AI should be managed as an enterprise investment portfolio—not as a collection of technology projects. The advantage will accrue to organizations that choose well, redesign workflows, measure honestly, and scale selectively.
Executive Summary
Healthcare organizations are moving rapidly from AI curiosity to active deployment, but visible activity is not the same as enterprise value. In 2024, 71% of U.S. hospitals reported using predictive AI integrated with the electronic health record, and 31.5% reported generative AI integrated with the EHR. Yet the harder work begins after adoption: selecting material problems, redesigning workflows, validating performance, converting productivity into measurable benefit, and deciding which pilots merit scale.
This article presents a six-dimension investment framework, a three-part portfolio architecture, and a stage-gate process for healthcare leadership teams. The central argument is straightforward: AI should be governed as an enterprise investment portfolio. A smaller set of scalable initiatives tied to strategic priorities will usually create more durable value than a larger collection of disconnected pilots.
The Distance Between AI Activity and AI Value
Healthcare's AI conversation has changed. The question is no longer whether organizations will experiment with artificial intelligence, but whether those experiments will improve care, expand capacity, reduce friction, strengthen economics, or create a capability that matters strategically.

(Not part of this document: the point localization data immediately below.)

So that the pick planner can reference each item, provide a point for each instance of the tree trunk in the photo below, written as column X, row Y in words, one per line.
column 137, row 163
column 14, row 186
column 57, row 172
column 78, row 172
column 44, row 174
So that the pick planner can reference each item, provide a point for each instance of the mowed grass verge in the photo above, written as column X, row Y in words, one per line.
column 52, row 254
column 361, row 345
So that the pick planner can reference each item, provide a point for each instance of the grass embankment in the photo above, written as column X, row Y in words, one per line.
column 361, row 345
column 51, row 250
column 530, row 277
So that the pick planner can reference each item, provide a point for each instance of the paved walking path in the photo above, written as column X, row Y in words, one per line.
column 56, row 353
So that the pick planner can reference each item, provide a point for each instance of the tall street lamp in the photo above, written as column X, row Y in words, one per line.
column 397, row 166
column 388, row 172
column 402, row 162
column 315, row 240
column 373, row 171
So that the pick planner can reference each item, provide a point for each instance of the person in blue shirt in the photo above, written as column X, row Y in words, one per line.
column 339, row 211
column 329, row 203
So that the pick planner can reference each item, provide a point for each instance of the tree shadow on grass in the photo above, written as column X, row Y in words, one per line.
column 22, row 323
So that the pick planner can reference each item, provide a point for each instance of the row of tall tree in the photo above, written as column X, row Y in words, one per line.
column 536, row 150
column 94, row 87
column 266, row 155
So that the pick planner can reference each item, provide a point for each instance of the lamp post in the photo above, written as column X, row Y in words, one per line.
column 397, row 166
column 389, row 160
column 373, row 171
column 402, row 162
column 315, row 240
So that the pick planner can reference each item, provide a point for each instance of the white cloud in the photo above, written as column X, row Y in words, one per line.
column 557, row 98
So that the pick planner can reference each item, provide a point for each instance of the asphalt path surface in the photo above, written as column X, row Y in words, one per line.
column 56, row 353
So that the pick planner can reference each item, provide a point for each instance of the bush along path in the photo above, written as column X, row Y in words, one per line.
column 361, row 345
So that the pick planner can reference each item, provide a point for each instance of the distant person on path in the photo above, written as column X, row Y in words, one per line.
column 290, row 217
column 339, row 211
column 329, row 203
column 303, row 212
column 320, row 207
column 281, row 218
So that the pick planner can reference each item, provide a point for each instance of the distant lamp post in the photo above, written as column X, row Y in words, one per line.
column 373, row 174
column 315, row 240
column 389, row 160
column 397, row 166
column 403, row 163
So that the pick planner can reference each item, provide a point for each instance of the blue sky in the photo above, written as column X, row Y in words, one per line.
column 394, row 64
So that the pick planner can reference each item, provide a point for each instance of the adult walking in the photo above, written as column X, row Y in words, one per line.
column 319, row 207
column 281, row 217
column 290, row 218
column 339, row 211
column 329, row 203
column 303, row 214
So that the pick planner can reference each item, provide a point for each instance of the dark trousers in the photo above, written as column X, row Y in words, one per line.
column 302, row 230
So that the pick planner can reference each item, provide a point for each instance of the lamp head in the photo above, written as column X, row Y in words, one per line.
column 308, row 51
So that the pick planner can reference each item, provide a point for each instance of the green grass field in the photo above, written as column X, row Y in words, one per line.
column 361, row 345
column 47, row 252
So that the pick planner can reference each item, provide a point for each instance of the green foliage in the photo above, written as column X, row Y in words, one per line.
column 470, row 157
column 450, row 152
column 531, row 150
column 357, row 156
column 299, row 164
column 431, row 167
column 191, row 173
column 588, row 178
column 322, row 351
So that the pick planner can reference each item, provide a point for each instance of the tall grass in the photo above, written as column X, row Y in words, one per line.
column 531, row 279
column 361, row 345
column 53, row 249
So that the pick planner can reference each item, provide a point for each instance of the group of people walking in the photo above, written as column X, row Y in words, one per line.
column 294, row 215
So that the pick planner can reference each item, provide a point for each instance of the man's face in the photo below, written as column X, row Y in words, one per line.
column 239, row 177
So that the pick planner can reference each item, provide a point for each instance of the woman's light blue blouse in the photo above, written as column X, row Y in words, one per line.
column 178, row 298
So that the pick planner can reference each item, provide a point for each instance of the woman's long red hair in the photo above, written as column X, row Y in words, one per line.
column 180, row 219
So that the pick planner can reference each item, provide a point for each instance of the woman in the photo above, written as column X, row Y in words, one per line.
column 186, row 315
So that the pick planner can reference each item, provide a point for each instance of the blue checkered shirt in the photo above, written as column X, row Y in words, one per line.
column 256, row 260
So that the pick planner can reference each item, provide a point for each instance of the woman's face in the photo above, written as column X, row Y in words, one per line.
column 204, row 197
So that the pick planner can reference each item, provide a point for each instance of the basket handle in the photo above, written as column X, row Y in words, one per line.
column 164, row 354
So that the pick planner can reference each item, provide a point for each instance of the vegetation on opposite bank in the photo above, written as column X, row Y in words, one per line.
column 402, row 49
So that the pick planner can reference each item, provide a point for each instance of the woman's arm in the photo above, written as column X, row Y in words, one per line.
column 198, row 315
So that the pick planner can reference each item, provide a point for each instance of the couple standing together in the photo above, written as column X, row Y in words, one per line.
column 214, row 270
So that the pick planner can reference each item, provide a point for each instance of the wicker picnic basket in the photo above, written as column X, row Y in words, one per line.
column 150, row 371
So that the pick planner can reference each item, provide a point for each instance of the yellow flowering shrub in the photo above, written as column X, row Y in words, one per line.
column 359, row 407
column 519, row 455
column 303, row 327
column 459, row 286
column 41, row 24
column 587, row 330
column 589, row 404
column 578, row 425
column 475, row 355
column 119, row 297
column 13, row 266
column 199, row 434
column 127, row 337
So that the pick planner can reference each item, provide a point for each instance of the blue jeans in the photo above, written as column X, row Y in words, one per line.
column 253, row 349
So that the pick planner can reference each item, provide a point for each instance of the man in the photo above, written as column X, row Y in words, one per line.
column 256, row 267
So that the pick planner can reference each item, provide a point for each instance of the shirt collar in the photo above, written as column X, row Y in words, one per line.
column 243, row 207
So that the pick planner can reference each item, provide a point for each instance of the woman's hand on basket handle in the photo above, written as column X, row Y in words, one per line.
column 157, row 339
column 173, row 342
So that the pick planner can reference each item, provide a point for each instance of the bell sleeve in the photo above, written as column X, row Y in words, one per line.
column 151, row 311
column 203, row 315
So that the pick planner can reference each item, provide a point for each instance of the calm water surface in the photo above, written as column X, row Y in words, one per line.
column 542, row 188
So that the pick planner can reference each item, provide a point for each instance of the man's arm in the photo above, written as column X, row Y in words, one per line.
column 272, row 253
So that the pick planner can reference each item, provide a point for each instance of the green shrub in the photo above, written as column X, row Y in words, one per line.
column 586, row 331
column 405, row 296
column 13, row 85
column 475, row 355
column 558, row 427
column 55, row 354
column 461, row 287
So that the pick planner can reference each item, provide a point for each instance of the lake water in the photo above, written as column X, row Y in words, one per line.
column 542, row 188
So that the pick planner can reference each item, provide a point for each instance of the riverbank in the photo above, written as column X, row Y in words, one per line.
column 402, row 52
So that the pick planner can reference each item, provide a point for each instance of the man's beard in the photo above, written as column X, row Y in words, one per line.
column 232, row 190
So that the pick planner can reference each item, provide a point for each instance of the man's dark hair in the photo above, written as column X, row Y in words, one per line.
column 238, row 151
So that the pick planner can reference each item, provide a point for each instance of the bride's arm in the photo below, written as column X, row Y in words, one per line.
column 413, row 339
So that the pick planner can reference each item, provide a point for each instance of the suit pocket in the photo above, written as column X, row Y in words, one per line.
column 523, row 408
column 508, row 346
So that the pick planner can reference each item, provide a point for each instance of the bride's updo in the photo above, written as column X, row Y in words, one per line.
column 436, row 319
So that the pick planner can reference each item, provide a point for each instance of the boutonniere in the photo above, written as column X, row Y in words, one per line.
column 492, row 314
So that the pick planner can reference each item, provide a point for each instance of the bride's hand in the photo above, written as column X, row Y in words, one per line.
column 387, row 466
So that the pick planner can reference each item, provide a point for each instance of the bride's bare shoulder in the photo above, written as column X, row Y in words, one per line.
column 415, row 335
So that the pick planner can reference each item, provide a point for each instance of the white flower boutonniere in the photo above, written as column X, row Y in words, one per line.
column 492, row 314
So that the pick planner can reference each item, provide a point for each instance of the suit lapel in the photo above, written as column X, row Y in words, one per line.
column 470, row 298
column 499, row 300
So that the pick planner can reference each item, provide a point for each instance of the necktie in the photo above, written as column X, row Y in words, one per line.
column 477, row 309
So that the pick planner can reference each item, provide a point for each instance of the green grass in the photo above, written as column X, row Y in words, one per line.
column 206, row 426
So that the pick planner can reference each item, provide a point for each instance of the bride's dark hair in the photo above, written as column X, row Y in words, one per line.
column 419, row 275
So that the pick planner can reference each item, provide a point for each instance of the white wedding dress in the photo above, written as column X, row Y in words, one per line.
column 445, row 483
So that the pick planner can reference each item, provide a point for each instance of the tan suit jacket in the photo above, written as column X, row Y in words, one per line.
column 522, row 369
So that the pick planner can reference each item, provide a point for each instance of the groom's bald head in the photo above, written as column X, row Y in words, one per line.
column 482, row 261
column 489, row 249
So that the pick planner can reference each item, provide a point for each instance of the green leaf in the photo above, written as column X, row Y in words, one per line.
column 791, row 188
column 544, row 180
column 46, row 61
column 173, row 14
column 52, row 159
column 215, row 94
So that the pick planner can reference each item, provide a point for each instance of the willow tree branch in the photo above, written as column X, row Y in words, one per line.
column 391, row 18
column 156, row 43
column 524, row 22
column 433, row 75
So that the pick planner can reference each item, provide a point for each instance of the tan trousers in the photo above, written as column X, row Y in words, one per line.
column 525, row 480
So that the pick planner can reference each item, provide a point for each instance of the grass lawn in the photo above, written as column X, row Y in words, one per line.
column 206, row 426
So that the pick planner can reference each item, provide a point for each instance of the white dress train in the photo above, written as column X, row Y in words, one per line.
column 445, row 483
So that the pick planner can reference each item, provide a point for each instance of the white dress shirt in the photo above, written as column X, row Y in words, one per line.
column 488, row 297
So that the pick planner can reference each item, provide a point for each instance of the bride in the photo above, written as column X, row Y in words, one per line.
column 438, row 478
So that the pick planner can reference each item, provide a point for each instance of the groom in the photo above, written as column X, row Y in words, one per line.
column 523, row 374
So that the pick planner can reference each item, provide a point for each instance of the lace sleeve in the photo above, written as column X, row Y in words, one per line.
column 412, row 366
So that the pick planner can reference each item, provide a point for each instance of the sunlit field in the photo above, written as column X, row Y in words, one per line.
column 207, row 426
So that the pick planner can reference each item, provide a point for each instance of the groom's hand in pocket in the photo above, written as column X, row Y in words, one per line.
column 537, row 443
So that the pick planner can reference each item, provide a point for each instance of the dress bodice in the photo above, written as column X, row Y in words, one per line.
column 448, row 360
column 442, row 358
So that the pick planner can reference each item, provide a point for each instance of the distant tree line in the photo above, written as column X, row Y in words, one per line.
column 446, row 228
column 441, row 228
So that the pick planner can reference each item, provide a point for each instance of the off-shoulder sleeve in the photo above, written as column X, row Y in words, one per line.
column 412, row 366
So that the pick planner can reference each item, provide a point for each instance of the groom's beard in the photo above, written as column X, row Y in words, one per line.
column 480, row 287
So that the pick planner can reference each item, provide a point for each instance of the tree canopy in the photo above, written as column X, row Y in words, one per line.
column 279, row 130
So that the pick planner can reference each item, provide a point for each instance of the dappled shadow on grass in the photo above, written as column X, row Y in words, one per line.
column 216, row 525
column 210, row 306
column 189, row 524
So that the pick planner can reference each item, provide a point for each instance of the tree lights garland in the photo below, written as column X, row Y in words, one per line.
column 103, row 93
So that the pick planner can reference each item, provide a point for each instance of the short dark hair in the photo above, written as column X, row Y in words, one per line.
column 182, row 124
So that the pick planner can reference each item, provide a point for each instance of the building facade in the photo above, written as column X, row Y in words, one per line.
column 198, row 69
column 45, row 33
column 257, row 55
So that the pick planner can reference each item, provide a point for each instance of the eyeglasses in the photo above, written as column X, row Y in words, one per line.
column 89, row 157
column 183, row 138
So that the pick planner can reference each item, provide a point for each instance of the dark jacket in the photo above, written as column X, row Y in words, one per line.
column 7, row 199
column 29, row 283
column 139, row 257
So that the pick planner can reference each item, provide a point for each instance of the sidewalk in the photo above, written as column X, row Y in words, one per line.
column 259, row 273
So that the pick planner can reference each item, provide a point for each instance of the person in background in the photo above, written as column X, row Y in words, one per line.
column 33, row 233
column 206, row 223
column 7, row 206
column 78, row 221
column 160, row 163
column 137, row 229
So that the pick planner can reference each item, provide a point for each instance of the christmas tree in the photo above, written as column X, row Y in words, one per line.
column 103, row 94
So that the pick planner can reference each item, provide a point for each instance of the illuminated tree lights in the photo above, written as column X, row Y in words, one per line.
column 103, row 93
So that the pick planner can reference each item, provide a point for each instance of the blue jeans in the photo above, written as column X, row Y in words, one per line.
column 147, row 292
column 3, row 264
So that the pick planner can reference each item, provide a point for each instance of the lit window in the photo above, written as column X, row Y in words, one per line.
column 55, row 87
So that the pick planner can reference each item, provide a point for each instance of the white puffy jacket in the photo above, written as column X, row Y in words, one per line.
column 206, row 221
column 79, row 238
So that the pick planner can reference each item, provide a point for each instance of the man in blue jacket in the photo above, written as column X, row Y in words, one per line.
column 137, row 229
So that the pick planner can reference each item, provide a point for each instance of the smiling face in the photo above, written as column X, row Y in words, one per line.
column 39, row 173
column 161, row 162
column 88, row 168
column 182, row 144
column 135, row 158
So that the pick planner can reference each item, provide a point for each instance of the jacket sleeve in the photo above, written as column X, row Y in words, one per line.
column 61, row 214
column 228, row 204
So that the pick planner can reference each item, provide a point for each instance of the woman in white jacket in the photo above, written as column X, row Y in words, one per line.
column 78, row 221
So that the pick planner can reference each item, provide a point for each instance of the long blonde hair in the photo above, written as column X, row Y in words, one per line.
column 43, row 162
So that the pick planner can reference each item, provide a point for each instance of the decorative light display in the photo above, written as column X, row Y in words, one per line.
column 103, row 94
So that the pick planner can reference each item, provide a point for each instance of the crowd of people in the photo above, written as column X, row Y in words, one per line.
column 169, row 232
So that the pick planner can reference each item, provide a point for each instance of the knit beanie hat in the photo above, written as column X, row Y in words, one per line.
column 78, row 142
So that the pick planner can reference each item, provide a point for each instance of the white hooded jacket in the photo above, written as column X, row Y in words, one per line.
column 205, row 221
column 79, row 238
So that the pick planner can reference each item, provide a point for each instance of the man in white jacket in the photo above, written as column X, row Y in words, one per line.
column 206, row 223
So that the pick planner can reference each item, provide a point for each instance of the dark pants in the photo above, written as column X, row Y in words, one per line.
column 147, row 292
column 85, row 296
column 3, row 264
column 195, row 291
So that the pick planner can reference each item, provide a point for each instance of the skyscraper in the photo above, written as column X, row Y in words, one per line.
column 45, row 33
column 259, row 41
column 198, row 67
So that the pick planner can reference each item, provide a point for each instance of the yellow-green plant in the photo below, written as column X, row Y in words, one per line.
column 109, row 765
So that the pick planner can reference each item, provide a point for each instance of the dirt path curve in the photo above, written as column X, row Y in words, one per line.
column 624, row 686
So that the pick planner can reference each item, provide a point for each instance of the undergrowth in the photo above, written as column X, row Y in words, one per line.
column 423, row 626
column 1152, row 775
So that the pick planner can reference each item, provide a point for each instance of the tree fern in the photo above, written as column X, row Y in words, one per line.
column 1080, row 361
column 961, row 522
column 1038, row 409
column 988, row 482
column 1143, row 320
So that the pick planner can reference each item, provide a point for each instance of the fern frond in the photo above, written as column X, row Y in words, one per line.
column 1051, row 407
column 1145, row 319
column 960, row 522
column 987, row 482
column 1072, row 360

The activity is visible: vendor demonstrations, innovation committees, ambient documentation pilots, predictive models, coding tools, patient-message drafting, scheduling applications, and a growing inventory of AI embedded within enterprise software. National evidence confirms that adoption is no longer marginal. In 2024, 71% of hospitals reported predictive AI integrated with their EHR, up from 66% in 2023. Nearly one-third reported using generative AI integrated with the EHR, with another quarter planning adoption within a year.
Those figures demonstrate momentum, not value. An organization can deploy multiple tools and still fail to improve a material outcome. It can save minutes in a workflow without converting that time into capacity, access, retention, or financial benefit. It can complete a successful pilot that cannot be integrated, governed, funded, or adopted at scale. It can also create new clinical, privacy, cybersecurity, reputational, and operating risks faster than it creates institutional capability.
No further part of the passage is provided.